You could do something similar with B&W negs, but with much less benefit, with careful developing techniques. Nothing possible with slide film, that is similar to digital in that once highlights are blown, they're gone. I'm wondering though if digital might be made to play the same kind of game, with increased resistance to exposure before it reaches the blowing threshold - some kind of photon over-flow before the pixel well is full?
 
I'm wondering though if digital might be made to play the same kind of game, with increased resistance to exposure before it reaches the blowing threshold - some kind of photon over-flow before the pixel well is full?

In fact it already does to a very limited extent which is why the characteristic curve of a digital sensor is commonly called an "S" curve and is similar to the curves for films.

Once the output from the sensor ceases to be linear at either the top or bottom tonal compression is taking place.
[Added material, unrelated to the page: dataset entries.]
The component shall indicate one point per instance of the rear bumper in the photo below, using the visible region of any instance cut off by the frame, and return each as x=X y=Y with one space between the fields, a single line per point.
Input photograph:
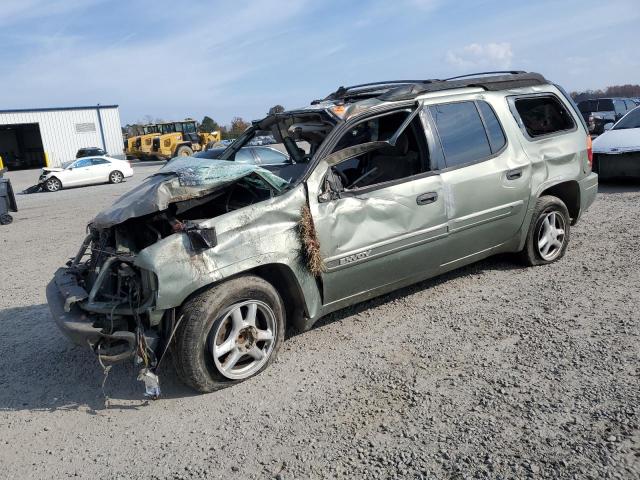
x=588 y=192
x=617 y=165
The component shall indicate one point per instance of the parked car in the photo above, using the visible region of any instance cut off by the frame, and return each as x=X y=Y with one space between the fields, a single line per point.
x=600 y=111
x=399 y=182
x=85 y=171
x=616 y=153
x=90 y=152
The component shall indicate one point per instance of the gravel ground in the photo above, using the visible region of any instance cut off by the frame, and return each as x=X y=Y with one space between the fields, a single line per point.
x=493 y=371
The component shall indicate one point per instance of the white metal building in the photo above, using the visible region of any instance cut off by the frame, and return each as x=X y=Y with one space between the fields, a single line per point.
x=33 y=138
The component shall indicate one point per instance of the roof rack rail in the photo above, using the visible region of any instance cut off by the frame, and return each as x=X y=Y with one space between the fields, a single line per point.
x=368 y=88
x=395 y=90
x=495 y=72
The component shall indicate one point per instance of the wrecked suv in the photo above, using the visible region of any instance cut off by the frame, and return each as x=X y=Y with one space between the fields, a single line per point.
x=387 y=184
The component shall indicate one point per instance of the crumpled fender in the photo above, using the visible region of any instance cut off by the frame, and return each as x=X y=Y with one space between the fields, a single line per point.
x=246 y=238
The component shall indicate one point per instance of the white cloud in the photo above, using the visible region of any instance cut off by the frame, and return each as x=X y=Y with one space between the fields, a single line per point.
x=476 y=55
x=13 y=12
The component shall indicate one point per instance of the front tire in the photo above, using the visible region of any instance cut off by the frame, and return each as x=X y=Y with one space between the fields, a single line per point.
x=53 y=184
x=229 y=333
x=549 y=232
x=116 y=177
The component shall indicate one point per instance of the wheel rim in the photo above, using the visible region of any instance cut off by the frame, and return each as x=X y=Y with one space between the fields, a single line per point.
x=551 y=236
x=53 y=185
x=243 y=340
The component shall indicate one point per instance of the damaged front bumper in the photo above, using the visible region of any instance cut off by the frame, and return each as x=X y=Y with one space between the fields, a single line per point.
x=100 y=326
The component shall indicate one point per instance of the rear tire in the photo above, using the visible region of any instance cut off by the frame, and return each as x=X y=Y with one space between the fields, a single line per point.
x=549 y=232
x=184 y=151
x=116 y=177
x=217 y=344
x=53 y=184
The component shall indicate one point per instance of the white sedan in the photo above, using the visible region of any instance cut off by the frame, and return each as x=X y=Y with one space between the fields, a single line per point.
x=85 y=171
x=616 y=153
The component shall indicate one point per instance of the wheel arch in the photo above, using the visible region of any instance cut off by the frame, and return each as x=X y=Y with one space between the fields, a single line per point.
x=57 y=178
x=569 y=192
x=286 y=283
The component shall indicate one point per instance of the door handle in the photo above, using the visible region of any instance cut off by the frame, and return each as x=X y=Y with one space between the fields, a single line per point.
x=514 y=174
x=426 y=198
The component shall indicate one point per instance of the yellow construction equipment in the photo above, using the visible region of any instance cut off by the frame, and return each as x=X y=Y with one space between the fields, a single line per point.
x=140 y=145
x=181 y=139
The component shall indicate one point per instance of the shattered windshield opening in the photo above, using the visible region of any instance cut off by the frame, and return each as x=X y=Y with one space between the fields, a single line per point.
x=293 y=136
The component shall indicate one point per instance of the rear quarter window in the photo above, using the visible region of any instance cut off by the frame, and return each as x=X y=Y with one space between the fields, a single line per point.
x=461 y=131
x=543 y=115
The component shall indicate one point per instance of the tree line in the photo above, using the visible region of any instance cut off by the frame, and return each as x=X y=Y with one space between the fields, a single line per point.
x=208 y=124
x=612 y=91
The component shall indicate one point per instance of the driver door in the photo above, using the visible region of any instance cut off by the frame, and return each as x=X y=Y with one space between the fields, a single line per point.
x=79 y=173
x=375 y=237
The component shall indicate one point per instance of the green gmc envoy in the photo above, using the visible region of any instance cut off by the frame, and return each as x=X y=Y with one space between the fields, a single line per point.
x=384 y=185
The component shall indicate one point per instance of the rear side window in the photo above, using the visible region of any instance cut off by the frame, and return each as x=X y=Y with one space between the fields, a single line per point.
x=496 y=136
x=543 y=115
x=605 y=105
x=461 y=133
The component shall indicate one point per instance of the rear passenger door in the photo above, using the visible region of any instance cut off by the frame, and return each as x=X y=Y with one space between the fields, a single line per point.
x=101 y=169
x=486 y=179
x=379 y=214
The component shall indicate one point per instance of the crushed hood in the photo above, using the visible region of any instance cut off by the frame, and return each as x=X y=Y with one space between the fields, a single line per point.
x=183 y=178
x=618 y=141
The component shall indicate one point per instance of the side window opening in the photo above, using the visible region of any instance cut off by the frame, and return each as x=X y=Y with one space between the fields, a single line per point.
x=543 y=115
x=496 y=136
x=462 y=133
x=408 y=157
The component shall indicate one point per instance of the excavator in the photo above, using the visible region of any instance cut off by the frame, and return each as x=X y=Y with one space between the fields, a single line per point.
x=177 y=139
x=140 y=145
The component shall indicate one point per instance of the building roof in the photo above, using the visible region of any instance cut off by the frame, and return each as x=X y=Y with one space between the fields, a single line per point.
x=58 y=109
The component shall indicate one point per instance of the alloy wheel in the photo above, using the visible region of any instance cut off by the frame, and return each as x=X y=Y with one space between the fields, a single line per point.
x=53 y=185
x=551 y=236
x=243 y=339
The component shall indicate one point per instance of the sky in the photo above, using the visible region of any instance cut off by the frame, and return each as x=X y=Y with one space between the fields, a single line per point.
x=176 y=59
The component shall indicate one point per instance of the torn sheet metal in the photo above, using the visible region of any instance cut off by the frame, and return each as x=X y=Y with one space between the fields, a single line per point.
x=181 y=179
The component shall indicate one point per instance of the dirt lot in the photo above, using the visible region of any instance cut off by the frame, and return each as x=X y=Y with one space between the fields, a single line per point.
x=494 y=371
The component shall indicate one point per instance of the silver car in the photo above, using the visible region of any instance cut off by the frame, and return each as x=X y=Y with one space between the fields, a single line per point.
x=388 y=184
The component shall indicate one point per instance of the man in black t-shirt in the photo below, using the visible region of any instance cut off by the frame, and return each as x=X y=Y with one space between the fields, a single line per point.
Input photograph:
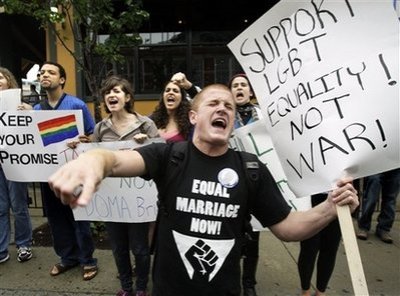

At the top this means that extra light no longer produces a linear response in much the same way you suggested.

Personally I believe we are already approaching the limit of current technology and the Nikon D800 with its 36Mp sensor shows why.

The resolution of this sensor now outstrips the lenses available inasmuch as it can actually show diffraction softening at levels we can actually see and even a 1 or 2 stop difference from the ideal produces a visible softening of the images.

In addition noise is much higher than on lower MP cameras even if the larger size images do help to hide it.

If that is the case and 36MP is the limit for Full Frame cameras then the only way to improve is to find ways to reduce noise and increase dynamic range outside the camera with techniques such as NR software and HDR or similar techniques.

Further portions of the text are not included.